The legislation seeks to deregulate the ownership of pharmacies to increase competition.

It also encourages substitution of cheaper generics for brand-name medicines and allows for ”parallel importation” – importing medicines at lower prices than manufacturers set for the South African market.

The Pharmaceutical Manufacturers’ Association sees this both as an invitation to allow counterfeit drugs into the country and as a violation of the manufacturers’ right to set the price of their products.

”We will fight that to the end,” said Mirryena Deeb of the association. She warned several manufacturers were considering disinvesting from South Africa if the legislation is enacted.

Manufacturers blame inflated drug prices on high mark-ups through the distribution chain and at the retail level; in turn, retailers blame manufacturers’ high prices; everyone blames the high rate of theft from government drug inventories, which it is estimated costs taxpayers up to R1-billion a year.

The legislation addresses each of these areas. Officials see reducing drug costs as a key to extending care. The department has already established an essential drugs list – an attempt to reduce bloated inventories while ensuring every clinic has the basic drugs necessary to treat 90% of the illnesses doctors and nurses encounter.

”Vocational training”: About 1 000 medical students will start working for the Health Department as medical officers next year if legislation goes through requiring two years of ”vocational training” in order to be licensed as a doctor.

Health officials say this is necessary to provide experience and supervised training for the students, and will also benefit patients. Students say it is forced community service, and some are threatening legal action against the department.

Although officials stress the training side, the programme was originally an attempt to bring young doctors into the public sector.

South African doctors have been reluctant to practise in the townships and rural areas where medical needs are most pressing, driving officials to import more than 300 doctors, mostly from Cuba, to serve these areas. The vocational training programme could be a long-term solution to the deficit of doctors in some areas, but students predict the plan will backfire.

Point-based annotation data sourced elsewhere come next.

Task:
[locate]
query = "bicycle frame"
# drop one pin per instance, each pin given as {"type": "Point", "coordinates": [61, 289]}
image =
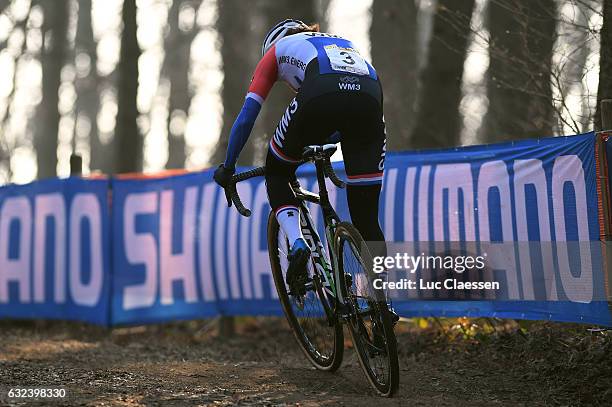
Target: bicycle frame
{"type": "Point", "coordinates": [328, 270]}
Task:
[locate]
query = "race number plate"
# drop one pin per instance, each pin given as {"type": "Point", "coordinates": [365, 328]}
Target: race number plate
{"type": "Point", "coordinates": [346, 60]}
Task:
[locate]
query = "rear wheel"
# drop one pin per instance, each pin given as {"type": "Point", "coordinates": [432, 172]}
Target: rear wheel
{"type": "Point", "coordinates": [369, 319]}
{"type": "Point", "coordinates": [320, 338]}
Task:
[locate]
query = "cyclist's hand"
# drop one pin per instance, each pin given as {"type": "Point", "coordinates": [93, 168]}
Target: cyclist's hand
{"type": "Point", "coordinates": [223, 177]}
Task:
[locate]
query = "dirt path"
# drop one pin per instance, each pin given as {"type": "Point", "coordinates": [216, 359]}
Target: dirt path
{"type": "Point", "coordinates": [184, 364]}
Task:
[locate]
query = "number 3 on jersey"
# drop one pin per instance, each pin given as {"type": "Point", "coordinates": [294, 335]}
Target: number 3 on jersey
{"type": "Point", "coordinates": [346, 60]}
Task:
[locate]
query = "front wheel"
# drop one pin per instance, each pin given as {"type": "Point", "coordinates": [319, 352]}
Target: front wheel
{"type": "Point", "coordinates": [320, 337]}
{"type": "Point", "coordinates": [368, 316]}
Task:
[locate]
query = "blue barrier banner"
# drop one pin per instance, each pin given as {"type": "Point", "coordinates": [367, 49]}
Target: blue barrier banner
{"type": "Point", "coordinates": [181, 253]}
{"type": "Point", "coordinates": [54, 250]}
{"type": "Point", "coordinates": [529, 191]}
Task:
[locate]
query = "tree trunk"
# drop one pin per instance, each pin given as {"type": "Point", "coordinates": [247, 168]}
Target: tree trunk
{"type": "Point", "coordinates": [128, 140]}
{"type": "Point", "coordinates": [86, 84]}
{"type": "Point", "coordinates": [438, 122]}
{"type": "Point", "coordinates": [605, 62]}
{"type": "Point", "coordinates": [176, 69]}
{"type": "Point", "coordinates": [395, 22]}
{"type": "Point", "coordinates": [522, 34]}
{"type": "Point", "coordinates": [52, 60]}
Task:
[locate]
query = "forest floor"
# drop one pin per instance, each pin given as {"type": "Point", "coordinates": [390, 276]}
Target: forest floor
{"type": "Point", "coordinates": [456, 362]}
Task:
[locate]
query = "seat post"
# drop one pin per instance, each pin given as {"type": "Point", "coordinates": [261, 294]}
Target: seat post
{"type": "Point", "coordinates": [323, 194]}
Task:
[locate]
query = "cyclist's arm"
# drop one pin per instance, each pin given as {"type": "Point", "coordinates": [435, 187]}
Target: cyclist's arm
{"type": "Point", "coordinates": [264, 77]}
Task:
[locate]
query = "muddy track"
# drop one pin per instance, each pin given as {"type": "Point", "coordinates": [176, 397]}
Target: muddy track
{"type": "Point", "coordinates": [186, 364]}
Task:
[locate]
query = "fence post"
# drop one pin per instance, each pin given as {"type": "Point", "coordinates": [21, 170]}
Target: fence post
{"type": "Point", "coordinates": [76, 165]}
{"type": "Point", "coordinates": [226, 327]}
{"type": "Point", "coordinates": [606, 114]}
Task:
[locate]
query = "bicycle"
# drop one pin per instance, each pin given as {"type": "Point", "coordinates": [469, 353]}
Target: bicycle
{"type": "Point", "coordinates": [338, 289]}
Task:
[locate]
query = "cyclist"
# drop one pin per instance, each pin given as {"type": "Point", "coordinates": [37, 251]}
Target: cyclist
{"type": "Point", "coordinates": [339, 94]}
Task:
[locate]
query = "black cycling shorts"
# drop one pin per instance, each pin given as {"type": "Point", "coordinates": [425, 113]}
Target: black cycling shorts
{"type": "Point", "coordinates": [326, 103]}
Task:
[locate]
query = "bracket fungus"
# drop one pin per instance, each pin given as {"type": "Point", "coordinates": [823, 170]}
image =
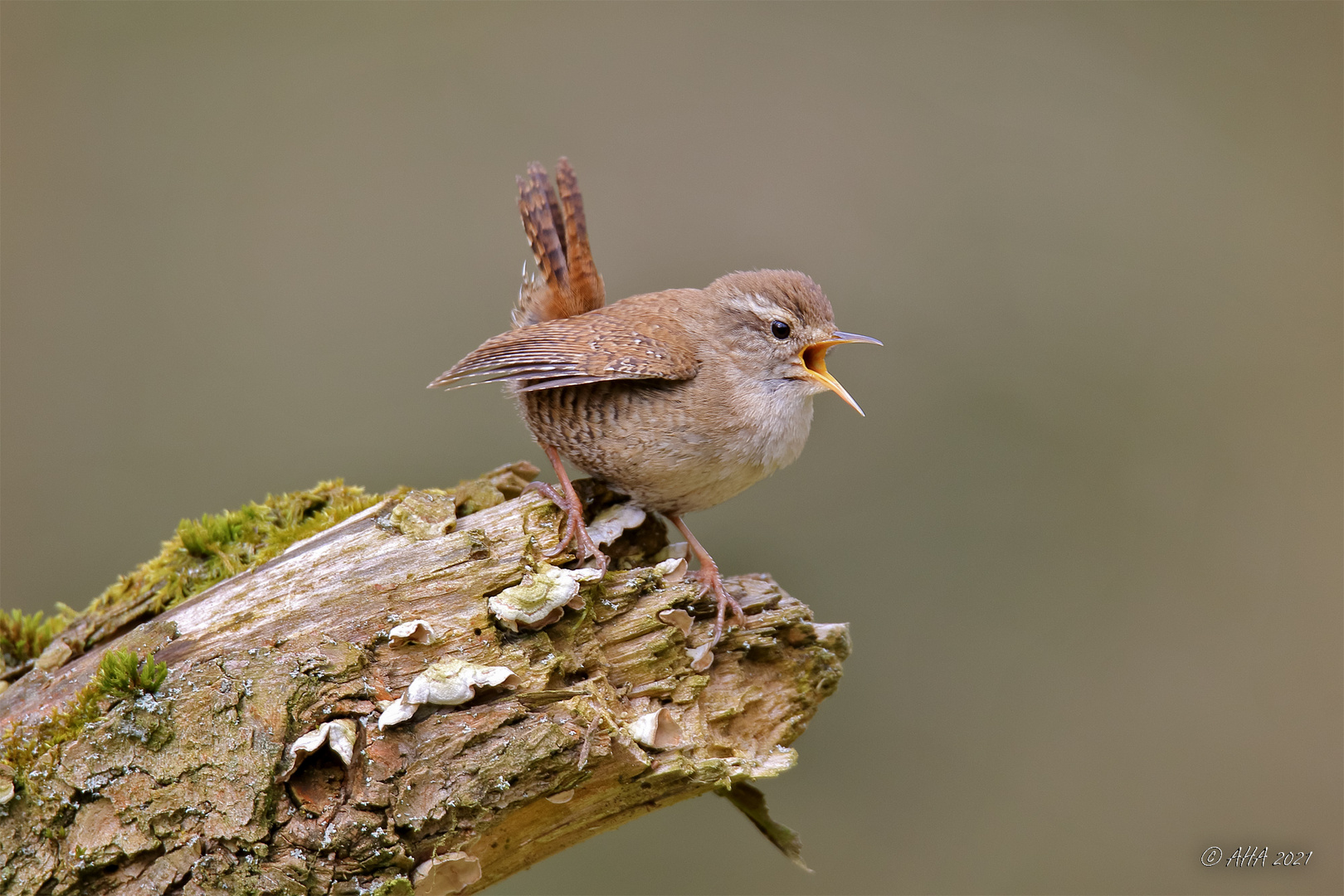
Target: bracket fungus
{"type": "Point", "coordinates": [446, 874]}
{"type": "Point", "coordinates": [448, 683]}
{"type": "Point", "coordinates": [542, 597]}
{"type": "Point", "coordinates": [413, 631]}
{"type": "Point", "coordinates": [608, 525]}
{"type": "Point", "coordinates": [338, 733]}
{"type": "Point", "coordinates": [657, 730]}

Most young doctors work overseas when they complete their training, ostensibly to settle the debt – as high as R90 000 – which many have incurred. Medical students insist most return to South Africa after a few years. The prospect of two more years’ training will keep more doctors from returning, further exacerbating the shortage of medical professionals, they say.

In a separate attempt to train more doctors for work in under-served areas, the department has chastised medical schools for not increasing the numbers of black and coloured medical students. Studies show these students are less likely to emigrate, and are more likely to practise in underserved areas.

Preventing disease: The department is quick to point to programmes it has begun to provide immediate health benefits. Its polio immunisation campaign has reached more than eight million children since 1995, and officials hope to eradicate the disease by next year.

Immunisation drives against measles, tuberculosis, diptheria, polio, whooping cough, tetanus and others have been stepped up.

By the end of last year, the department’s school nutrition programme was reaching nearly five million pupils. Although there are problems of poor management, studies indicate school attendance and performance have improved.

Health care faces enormous challenges in the next few years: caring for 2,4-million people already infected with HIV, rebuilding the 33% of hospital facilities which are dilapidated, and dealing with increasingly resistant strains of diseases like tuberculosis and malaria.

In the words of an evaluation of the department’s first 1 000 days: ”Its achievements must be viewed against the backdrop of its predecssors and the legacy which they presented. When this is done, its achievements can be clearly seen and appreciated.”